The capstone of the redevelopment project in Collingswood is about four to six weeks away, culminating in the five-story Collings at the LumberYard.
By Matt Skoufalos
A roadway project that will detour motorists on Haddon Avenue in Collingswood for the next four to six weeks also represents the culmination of one of the largest and longest-running redevelopment projects in South Jersey.
Construction of the Collings at the Lumberyard, a five-story reclamation project at the former site of the Peter Lumber building, is entering its homestretch.
A building that is still weeks away from completion already has weathered the collapse of the national housing market, abandonment by its original developer, and the junking of the credit rating of the borough in which it is housed.
Now the finish line itself will be erected. In lieu of a winner’s podium, however, the borough is laying the foundation for a decorative fountain to be placed on a median in the middle of Haddon Avenue.

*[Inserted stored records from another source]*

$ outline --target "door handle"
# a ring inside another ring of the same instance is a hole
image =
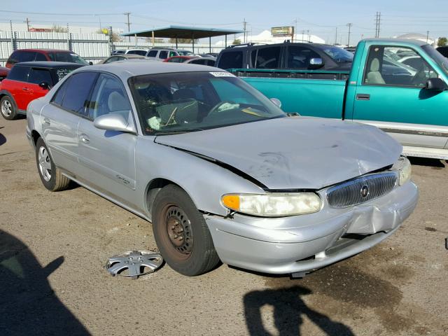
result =
[[[80,137],[81,138],[81,141],[83,141],[84,144],[88,144],[89,142],[90,142],[90,139],[85,134],[82,134]]]
[[[370,94],[358,93],[356,94],[356,100],[370,100]]]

Construction of the median/fountain, which will be built by Charles Marandino, LLC of Milmay, NJ, and which was designed by Flair Fountains of Minneapolis, MN, was held for the end of the project because the local throughway was a principal delivery route for construction materials used in the completion of the apartments.
On track for November
Lara Schwager, Development Principal for the Cherry Hill-based Ingerman Group, which is building the Collings at the LumberYard, said that the “overall staging” of the project was coordinated with the Collingswood Police Department “to make sure that we tried not to overwhelm that area any more than it already is.”
The building is on schedule for a mid-November opening, and construction is expected to be completed in full by year’s end, Schwager said. Ingerman will become the first commercial tenant to move into the space.
“In November, we’ll open our office and begin occupying the second floor of the building and possibly the third floor,” Schwager said. “The fitness center, community room, and outdoor patio with grill and sitting area and landscaping will be available in November as well.”
More than 40 percent of the 70 units in the five-story apartments have been leased, and they have only been on the market for seven weeks, Schwager said. The renter makeup of the building promises to be diverse, with tenants ranging from the “under-30’s” to the “over-55’s,” she said.
“We’ve got a pretty wide mix,” Schwager said. “We had a lot of local residents in the 34-unit building. This time we are drawing more heavily [from]throughout South Jersey. We’ve had some out-of-state people, some Philly suburb people, and some Philadelphia people as well.”
As for the fountain:“It’ll look beautiful when it’s done.”
‘Absolutely a benefit to us’
Collingswood Acting Police Chief Kevin Carey said that the project should be viewed as “a median strip, traffic-calming device” that will improve public safety for pedestrians.
“It’s absolutely going to be a benefit to us and to the businesses, the residents, the business owners of the town,” Carey said.
Fears that the structure would impede the ability of emergency or delivery vehicles to traverse the avenue are groundless, Carey said.
“There shouldn’t be any issue with even larger, ladder-type trucks,” he said. “NJ Transit buses will be able to get through. Tractor-trailers can still fit through it. It’s not going to squeeze in that much.”
Collingswood Mayor James Maley noted that, at one point some years ago, the borough had considered building a traffic-calming median down the whole of Haddon Avenue. In the time since, however, he said, the project became financially infeasible.
“You wouldn’t [have lost]any parking,” Maley said. “[It] would also have [had]a huge side effect of slowing traffic.
“[But] that’s 10, 15 years ago; it’s way too much money in today’s world,” he said. “The only reason we’re getting this put in the way we’re doing it is it’s part of the LumberYard project and redoing the streets and the water.”
The scope of the road work is being done along Haddon Avenue from East Knight to Woodlawn Avenues, Carey noted.
- Southbound traffic (headed towards Haddon Township) will be detoured around the site along West Browning Road and via Park Avenue.
- All northbound traffic on Haddon Avenue (headed towards Camden) will remain open.
- Powell Lane and North Atlantic Avenues will remain open and accessible via Collings Avenue. The public parking garage at the Lumberyard will also remain open.
- Local traffic only will be allowed to use Haddon Avenue between Browning Road and Knight Avenue.